To me, the answer is simple. Hire Elliott Alderson. Unfortunately, it seems that Elliott has been secretly impersonating Freddie Mercury in a movie that no one saw. So he's out.
So what's the next best answer to counteract those haters and attackers? Slaby recommends using security software powered by machine learning technology which is able to evolve its defenses over time and keep pace with the fast-evolving malware families (psst - if you haven't figured it out by now that's exactly what Acronis does but let's not fault Slaby for this because he loves his job and took the time to respond to my stupid questions so his company deserves the shout-out).
The good news is that many cloud based applications, particularly those provided by larger, well-funded organizations, are deploying this kind of machine-learning technology to protect their clients' data. "Cloud providers can build defenses with economies of scale, and attract better security talent with the promise of a long career path, than many smaller businesses can," Slaby says.
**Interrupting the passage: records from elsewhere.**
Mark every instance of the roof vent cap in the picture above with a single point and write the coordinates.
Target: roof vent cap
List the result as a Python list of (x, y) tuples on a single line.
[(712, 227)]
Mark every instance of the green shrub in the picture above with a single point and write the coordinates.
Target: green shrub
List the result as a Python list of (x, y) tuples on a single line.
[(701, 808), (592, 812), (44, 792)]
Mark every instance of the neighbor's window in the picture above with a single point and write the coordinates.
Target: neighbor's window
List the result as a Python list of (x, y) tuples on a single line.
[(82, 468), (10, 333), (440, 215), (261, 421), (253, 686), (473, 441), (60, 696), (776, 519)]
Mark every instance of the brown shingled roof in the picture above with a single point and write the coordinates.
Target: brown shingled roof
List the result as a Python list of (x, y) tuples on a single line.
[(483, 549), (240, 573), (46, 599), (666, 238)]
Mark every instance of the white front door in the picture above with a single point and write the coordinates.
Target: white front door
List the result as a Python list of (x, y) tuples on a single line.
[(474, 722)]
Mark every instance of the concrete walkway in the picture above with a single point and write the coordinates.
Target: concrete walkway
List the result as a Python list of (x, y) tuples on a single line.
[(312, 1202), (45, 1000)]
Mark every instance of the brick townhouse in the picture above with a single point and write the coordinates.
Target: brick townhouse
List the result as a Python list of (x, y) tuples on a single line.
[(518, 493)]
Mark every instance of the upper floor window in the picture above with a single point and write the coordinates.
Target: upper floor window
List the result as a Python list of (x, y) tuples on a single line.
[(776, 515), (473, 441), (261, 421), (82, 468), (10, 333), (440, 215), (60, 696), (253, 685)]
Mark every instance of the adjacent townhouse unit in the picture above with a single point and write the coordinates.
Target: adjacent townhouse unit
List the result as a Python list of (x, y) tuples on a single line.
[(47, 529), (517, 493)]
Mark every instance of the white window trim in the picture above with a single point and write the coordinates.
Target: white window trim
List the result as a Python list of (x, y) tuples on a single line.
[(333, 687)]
But it's not a 100 percent solution because - admit it - you've still got that network and PCs and you're still using that database from 2001 and your people are saving stuff all over the place.
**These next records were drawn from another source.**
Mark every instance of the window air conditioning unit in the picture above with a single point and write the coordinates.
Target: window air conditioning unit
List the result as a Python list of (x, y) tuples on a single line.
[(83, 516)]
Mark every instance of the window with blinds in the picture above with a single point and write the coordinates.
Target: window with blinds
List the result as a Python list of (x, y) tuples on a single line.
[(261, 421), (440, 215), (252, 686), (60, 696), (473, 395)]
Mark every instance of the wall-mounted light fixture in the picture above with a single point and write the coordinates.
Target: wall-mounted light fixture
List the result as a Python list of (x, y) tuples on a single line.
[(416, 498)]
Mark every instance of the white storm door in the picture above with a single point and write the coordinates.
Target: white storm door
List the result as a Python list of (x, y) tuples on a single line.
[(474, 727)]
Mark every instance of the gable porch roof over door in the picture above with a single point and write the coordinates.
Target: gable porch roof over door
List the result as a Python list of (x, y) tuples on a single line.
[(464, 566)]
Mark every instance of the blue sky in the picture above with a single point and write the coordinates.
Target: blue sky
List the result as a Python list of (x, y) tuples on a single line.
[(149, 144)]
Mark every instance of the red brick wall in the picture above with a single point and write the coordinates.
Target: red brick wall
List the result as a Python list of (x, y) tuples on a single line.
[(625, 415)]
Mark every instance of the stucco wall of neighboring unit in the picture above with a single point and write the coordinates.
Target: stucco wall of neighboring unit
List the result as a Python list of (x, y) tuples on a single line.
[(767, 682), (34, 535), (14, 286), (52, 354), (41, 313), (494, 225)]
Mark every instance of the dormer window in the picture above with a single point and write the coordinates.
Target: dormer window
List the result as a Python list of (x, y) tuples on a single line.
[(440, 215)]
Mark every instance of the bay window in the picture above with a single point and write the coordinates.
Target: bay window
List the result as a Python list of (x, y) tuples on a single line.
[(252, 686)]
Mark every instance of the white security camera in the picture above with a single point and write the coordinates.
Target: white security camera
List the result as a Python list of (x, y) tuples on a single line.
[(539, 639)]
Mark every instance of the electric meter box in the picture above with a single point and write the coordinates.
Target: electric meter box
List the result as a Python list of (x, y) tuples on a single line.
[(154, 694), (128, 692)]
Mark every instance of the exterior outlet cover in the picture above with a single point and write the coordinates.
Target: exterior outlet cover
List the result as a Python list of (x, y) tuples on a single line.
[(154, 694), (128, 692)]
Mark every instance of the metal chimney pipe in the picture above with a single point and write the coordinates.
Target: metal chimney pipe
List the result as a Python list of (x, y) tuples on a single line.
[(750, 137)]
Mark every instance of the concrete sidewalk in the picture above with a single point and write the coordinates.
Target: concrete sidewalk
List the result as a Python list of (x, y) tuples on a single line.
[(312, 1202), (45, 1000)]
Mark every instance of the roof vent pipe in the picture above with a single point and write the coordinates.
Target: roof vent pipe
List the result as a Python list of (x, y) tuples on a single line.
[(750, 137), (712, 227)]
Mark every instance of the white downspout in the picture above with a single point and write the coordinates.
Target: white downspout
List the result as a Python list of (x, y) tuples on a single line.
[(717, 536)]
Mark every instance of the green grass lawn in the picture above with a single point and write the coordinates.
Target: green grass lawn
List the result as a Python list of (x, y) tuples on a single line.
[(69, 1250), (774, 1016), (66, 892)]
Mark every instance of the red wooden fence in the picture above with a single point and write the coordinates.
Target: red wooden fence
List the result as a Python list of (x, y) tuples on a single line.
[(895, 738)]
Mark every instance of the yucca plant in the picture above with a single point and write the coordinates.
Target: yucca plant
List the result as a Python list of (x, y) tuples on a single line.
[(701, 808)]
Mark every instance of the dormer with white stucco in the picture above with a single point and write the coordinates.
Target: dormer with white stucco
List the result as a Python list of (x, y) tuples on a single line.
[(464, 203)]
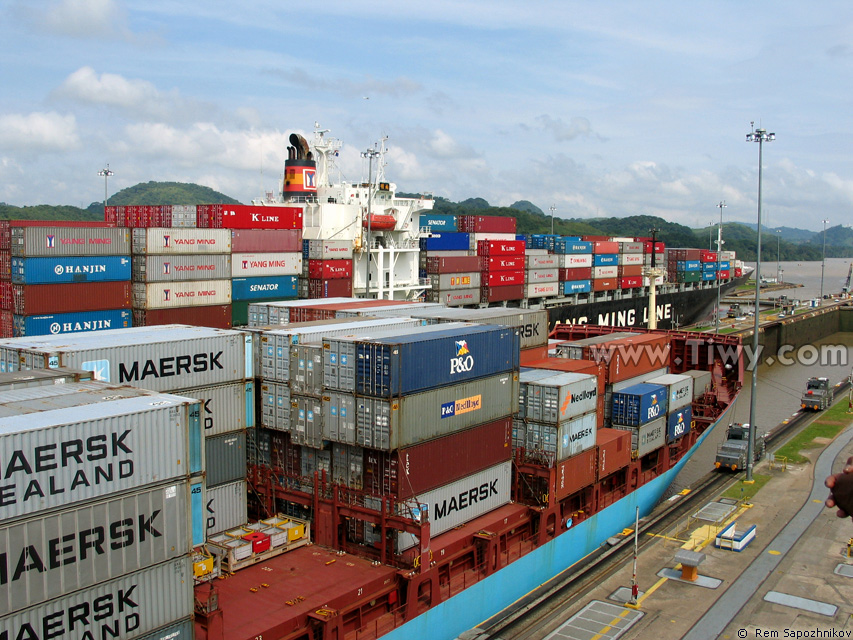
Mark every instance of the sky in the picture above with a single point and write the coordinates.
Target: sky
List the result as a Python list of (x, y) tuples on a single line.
[(595, 108)]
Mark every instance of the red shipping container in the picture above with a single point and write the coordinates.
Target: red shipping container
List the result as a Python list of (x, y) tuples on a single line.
[(503, 278), (215, 316), (330, 269), (408, 472), (575, 473), (502, 294), (36, 299), (605, 284), (266, 240), (501, 248), (329, 288), (575, 273), (453, 264), (503, 263), (614, 450)]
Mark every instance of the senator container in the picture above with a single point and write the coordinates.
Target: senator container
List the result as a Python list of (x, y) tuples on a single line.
[(58, 552), (170, 240), (390, 367), (679, 389), (70, 241), (401, 422), (172, 268), (65, 270), (462, 501), (226, 506), (161, 358), (125, 444), (126, 607), (165, 295)]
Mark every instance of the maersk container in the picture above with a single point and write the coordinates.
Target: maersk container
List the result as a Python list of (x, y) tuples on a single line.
[(165, 295), (173, 268), (169, 240), (70, 241), (462, 501), (248, 265), (52, 554), (126, 607), (639, 404), (125, 444), (62, 323), (405, 421), (225, 458), (678, 422), (226, 507), (391, 367), (161, 358), (70, 269), (679, 389)]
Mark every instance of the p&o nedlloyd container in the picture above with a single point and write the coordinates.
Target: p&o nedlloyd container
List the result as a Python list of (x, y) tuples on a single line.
[(126, 607)]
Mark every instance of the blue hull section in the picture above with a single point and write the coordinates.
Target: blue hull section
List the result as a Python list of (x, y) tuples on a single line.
[(493, 594)]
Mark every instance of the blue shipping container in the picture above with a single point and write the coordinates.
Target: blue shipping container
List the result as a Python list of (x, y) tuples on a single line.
[(85, 321), (439, 221), (637, 405), (446, 242), (399, 365), (263, 288), (605, 259), (66, 270), (678, 423), (577, 286)]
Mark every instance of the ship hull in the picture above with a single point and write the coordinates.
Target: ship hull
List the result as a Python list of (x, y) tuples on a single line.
[(488, 597)]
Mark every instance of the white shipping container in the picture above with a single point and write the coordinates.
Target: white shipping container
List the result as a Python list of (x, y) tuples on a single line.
[(247, 265), (170, 240), (193, 293), (126, 607), (462, 501)]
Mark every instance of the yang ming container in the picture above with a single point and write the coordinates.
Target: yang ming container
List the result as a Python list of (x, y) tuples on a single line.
[(88, 544), (390, 367), (160, 595), (161, 358), (408, 420)]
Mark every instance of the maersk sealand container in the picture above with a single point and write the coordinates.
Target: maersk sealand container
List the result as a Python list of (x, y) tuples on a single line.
[(389, 367)]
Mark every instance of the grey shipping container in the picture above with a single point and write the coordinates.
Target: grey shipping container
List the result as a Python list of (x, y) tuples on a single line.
[(197, 266), (404, 421), (70, 241), (225, 458), (462, 501), (57, 458), (226, 506), (47, 556), (161, 358), (126, 607)]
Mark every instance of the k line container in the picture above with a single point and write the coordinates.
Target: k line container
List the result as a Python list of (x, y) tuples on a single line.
[(226, 507), (391, 367), (172, 268), (124, 444), (69, 241), (170, 240), (126, 607), (408, 420), (462, 501), (70, 269), (161, 358), (47, 556)]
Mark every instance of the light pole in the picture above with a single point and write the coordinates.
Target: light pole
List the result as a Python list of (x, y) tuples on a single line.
[(759, 136), (823, 262), (722, 206), (105, 174)]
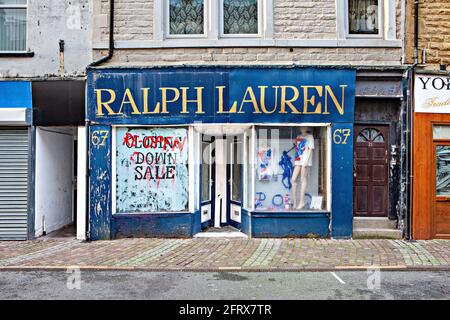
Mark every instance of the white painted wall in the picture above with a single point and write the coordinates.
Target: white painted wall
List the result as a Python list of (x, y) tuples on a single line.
[(48, 22), (54, 161), (81, 184)]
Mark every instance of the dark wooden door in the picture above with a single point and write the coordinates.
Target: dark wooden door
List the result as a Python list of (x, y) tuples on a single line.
[(370, 194), (441, 185)]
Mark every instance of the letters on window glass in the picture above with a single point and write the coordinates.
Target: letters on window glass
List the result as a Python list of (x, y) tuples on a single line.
[(290, 168), (151, 170), (186, 17), (363, 16)]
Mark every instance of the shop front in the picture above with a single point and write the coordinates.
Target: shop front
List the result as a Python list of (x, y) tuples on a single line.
[(16, 161), (431, 157), (175, 151)]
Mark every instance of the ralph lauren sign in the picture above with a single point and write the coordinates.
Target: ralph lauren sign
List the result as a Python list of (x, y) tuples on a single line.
[(220, 95)]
To counter that, many experts recommend having redundant backup systems and no not those reel-to-reel tape players from the '80's. By deploying a reliable online backup software, data can be stored in multiple locations and with enough frequency so that if an attack does occur a company can wipe its network clean and restore from the last good backup.
Yes, you'll lose some data but hopefully not a lot. And that approach is much better than the alternative of paying ransom to some guy - and his friends and family in Eastern Europe because of course they all know each other - who will likely be encouraged to attack you again because it's just tough nowadays to find a hacker you can trust nowadays right?
I know, it's kind of depressing and I wouldn't blame you for thinking it's all pointless because, for God's sake, some of our largest corporations and government systems are getting hacked. So what chance does a small business have? Well believe it or not, we might be in a better position than some of the bigger guys.
According to Slaby, small businesses are less inviting, less lucrative and less headline-worthy so we're less exposed to an attack. So I guess being small isn't all that bad. Please explain that to my wife.
But no, that still doesn't let us off the hook. People will still hate and attack you. More and more small businesses are attacked each year and because we lack the resources to adequately protect our systems many of us wind up paying for it. I guess that's why ransomware has become a billion-dollar industry made up of haters and hackers. We should all be investing in online backup systems and machine-learning based security software solutions.
But just know: people will still hate and attack, despite the fact that you recycle.